Veamos a Méndez trabajar. Méndez, completamente abatido, regresó a su pensión después de cenar, a una hora en la que los huéspedes jugaban una partidita sin fin: agotado el dinero, estaba en juego ahora, no la virtud de la dueña -que no la tenía-, sino la virtud del dueño. Méndez se encerró en su habitación, con vistas naturales a la Gran Vía, y empezó a escuchar la cinta que le había pasado Fortes. Lo hizo a muy poco volumen, porque si alguien llegaba a oír lo que se decía en aquella cinta, la partida del comedor cesaría inmediatamente.

Aun así, alguien golpeó discretamente en su puerta.

Era Bonifaz, un ex delegado de Hacienda en una delegación de la Castilla profunda, de esas que suelen estar instaladas en un ex convento de los dominicos, que son los que no han pagado nunca.

– Señor Méndez…

– ¿Qué?

– Perdone que le moleste. Si me lo permito es para decirle que a la dueña le molesta mucho que desde aquí se llame al teléfono erótico.

– Joder, qué oído tiene.

– Ya sabe usted que los delegados de Hacienda siempre hemos tenido un oído finísimo.

– De acuerdo, procuraré no molestar. Pero esto no es el teléfono erótico.

– Ya veo, ya… Es una grabación hecha en una oficina recaudatoria, y el diálogo es entre el jefe de servicio y una contribuyente. En fin, siga usted con lo suyo, que yo vuelvo a la partidita. A la paz de Dios.
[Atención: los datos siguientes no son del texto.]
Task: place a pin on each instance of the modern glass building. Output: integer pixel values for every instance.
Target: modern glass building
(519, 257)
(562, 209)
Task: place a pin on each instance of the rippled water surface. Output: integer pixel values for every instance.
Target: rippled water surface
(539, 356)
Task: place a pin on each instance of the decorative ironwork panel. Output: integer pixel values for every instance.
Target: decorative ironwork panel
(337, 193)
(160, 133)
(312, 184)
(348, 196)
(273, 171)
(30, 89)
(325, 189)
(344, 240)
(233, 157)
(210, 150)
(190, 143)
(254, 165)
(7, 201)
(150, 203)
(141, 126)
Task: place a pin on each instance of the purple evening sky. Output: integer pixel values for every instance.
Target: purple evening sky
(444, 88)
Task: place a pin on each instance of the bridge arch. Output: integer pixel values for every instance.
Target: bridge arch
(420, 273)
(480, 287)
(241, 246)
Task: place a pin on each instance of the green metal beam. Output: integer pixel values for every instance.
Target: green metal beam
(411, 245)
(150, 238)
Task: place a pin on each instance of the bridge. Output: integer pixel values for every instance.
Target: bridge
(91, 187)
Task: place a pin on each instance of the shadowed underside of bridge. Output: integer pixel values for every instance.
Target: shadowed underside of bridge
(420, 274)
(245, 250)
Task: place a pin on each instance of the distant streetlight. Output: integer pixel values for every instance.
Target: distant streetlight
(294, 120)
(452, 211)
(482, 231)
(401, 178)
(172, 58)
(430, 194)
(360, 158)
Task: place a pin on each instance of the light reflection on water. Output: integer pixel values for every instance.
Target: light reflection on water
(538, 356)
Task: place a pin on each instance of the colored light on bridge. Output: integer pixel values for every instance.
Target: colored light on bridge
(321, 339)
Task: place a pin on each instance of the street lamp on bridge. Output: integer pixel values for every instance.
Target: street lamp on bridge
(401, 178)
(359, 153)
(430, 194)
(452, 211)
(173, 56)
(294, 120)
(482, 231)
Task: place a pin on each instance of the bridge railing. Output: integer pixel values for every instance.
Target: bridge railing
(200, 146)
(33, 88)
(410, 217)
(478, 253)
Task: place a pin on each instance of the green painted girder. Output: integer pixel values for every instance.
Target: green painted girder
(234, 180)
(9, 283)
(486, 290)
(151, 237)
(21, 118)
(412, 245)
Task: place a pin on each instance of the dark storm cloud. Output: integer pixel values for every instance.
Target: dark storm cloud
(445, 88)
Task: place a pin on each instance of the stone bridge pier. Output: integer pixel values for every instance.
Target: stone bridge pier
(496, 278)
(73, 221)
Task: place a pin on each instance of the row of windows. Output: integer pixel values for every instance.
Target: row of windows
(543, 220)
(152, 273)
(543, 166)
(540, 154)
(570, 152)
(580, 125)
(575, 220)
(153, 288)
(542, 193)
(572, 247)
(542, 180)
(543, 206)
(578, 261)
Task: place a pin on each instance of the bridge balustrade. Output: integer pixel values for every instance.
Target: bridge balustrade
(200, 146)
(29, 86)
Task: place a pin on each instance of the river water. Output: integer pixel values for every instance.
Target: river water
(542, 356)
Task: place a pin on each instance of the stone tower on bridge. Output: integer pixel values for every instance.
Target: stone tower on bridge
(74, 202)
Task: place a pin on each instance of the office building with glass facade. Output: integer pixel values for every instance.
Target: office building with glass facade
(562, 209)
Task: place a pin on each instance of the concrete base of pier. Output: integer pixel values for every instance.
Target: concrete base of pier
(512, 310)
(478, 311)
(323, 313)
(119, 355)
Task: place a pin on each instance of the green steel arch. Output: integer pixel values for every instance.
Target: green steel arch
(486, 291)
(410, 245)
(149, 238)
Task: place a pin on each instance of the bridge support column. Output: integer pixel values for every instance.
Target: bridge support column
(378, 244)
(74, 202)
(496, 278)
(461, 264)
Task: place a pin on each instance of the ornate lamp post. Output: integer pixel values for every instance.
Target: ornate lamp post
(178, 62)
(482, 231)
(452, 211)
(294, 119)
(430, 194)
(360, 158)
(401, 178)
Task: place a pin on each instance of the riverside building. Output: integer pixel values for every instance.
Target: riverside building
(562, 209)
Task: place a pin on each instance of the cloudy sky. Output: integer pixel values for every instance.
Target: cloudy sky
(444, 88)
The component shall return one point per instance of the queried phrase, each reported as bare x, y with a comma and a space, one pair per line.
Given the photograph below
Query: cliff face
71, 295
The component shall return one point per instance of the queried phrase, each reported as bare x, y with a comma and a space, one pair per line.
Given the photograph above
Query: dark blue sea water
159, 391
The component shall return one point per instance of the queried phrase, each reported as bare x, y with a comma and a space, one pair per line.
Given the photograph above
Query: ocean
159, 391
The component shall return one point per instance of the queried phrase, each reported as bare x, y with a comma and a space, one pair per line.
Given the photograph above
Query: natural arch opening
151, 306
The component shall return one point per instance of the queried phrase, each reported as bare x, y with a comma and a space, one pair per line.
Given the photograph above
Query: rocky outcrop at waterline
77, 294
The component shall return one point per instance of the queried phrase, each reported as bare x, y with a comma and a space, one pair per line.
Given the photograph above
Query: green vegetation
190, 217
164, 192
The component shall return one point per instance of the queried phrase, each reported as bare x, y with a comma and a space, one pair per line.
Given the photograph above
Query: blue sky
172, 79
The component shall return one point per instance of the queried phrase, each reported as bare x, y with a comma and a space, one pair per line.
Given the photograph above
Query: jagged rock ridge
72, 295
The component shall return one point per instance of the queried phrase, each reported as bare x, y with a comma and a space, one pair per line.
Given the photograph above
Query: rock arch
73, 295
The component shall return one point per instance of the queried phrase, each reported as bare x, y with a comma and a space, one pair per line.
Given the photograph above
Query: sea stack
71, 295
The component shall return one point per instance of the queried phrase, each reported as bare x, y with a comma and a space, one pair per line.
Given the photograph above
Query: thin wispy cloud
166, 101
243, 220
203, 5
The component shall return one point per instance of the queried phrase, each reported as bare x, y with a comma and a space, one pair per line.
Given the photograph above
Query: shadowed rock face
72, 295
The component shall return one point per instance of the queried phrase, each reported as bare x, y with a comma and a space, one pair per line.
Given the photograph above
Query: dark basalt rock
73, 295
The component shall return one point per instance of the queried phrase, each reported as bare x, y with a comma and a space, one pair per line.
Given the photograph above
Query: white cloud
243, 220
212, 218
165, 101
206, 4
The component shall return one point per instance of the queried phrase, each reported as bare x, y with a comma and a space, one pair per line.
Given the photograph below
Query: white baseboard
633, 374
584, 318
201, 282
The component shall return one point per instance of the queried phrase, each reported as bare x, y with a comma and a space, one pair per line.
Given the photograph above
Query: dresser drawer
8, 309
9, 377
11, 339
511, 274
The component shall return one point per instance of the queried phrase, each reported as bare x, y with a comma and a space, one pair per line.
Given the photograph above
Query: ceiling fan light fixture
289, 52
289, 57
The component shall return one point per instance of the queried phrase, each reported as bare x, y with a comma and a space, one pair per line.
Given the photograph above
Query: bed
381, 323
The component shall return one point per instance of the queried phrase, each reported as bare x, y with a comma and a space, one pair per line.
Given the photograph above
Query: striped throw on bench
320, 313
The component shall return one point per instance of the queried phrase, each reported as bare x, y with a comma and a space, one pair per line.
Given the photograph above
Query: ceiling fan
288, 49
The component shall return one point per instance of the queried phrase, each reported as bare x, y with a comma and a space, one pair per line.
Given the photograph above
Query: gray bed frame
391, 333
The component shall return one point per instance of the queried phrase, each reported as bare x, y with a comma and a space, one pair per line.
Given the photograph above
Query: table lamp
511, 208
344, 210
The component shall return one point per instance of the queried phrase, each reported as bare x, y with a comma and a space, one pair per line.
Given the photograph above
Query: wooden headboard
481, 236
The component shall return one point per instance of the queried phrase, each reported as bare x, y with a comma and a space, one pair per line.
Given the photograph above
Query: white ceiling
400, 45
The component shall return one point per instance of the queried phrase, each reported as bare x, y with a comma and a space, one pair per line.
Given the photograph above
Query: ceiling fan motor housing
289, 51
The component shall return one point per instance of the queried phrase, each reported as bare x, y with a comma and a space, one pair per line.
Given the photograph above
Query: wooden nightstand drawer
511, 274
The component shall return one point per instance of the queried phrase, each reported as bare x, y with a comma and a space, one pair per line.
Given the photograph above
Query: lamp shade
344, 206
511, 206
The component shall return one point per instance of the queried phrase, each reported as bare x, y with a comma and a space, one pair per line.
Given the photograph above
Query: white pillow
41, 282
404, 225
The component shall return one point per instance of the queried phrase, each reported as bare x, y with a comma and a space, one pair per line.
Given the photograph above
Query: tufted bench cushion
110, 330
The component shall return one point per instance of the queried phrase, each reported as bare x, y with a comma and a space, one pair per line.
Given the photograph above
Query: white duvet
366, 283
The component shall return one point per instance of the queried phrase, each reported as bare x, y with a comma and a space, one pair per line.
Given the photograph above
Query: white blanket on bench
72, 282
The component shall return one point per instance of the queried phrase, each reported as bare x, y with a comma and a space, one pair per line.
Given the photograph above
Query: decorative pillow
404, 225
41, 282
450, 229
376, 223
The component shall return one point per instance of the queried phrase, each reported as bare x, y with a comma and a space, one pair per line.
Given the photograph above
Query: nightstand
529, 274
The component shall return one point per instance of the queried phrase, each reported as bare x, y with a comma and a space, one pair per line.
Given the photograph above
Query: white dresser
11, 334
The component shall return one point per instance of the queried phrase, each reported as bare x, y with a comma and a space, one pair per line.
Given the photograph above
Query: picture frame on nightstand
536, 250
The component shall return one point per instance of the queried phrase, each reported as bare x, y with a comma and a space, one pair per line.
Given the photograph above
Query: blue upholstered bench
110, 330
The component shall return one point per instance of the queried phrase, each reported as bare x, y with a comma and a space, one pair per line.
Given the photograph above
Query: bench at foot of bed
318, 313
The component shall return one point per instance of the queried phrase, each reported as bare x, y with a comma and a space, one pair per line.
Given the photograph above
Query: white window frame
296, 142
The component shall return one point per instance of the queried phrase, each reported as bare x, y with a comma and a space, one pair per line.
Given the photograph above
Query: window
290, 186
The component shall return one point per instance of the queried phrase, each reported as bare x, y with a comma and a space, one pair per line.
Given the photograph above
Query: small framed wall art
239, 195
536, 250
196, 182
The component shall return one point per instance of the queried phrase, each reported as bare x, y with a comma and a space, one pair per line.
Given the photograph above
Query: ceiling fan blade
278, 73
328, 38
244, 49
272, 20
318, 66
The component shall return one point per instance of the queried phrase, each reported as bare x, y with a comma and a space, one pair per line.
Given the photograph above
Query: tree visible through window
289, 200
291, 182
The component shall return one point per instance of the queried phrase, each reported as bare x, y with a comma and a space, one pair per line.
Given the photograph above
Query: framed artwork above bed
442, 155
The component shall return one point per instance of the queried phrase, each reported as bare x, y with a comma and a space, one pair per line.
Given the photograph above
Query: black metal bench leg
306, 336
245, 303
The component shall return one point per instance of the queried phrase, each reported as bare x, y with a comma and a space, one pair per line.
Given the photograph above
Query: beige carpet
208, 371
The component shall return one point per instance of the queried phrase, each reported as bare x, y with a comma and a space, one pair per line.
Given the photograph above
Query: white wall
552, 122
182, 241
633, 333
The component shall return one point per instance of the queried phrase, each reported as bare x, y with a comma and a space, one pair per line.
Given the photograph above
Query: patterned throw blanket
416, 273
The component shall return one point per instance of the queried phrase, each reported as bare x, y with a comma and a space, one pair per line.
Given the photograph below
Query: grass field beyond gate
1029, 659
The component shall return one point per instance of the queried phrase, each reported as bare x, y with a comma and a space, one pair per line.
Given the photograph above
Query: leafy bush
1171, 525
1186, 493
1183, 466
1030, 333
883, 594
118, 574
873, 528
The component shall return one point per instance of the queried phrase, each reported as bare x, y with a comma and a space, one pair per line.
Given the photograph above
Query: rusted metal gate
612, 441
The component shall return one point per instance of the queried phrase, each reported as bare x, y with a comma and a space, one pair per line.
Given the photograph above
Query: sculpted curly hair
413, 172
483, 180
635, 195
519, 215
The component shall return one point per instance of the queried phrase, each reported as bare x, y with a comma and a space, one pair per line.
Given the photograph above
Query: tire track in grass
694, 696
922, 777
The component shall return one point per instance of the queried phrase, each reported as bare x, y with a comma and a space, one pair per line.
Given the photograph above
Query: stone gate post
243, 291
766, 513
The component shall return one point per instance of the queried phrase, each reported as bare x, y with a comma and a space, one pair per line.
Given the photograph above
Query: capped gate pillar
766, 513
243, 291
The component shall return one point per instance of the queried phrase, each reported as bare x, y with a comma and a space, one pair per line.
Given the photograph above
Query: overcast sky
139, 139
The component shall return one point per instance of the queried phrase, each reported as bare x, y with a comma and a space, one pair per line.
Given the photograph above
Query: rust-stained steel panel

Méndez escuchó dos veces más la grabación, mientras se nublaban sus ojos, el Palacio de la Prensa era envuelto por una rara niebla y de los cines de la Gran Vía salía la última hornada de gente. No entendía nada ni llegaba a la menor conclusión. Lo único que conocía era el lugar de los hechos: una elegante casa con jardín de los altos de Serrano, cerca de la embajada de Francia. Pero hasta esa casa era lugar ignorado para él, pues no la había visto y seguramente no tendría demasiadas facilidades para verla. Lo demás, nada. ¿Quién era -mejor dicho, quién había sido- la chica? ¿Quién era el joputa del agresor? ¿Quién el papá de la nena?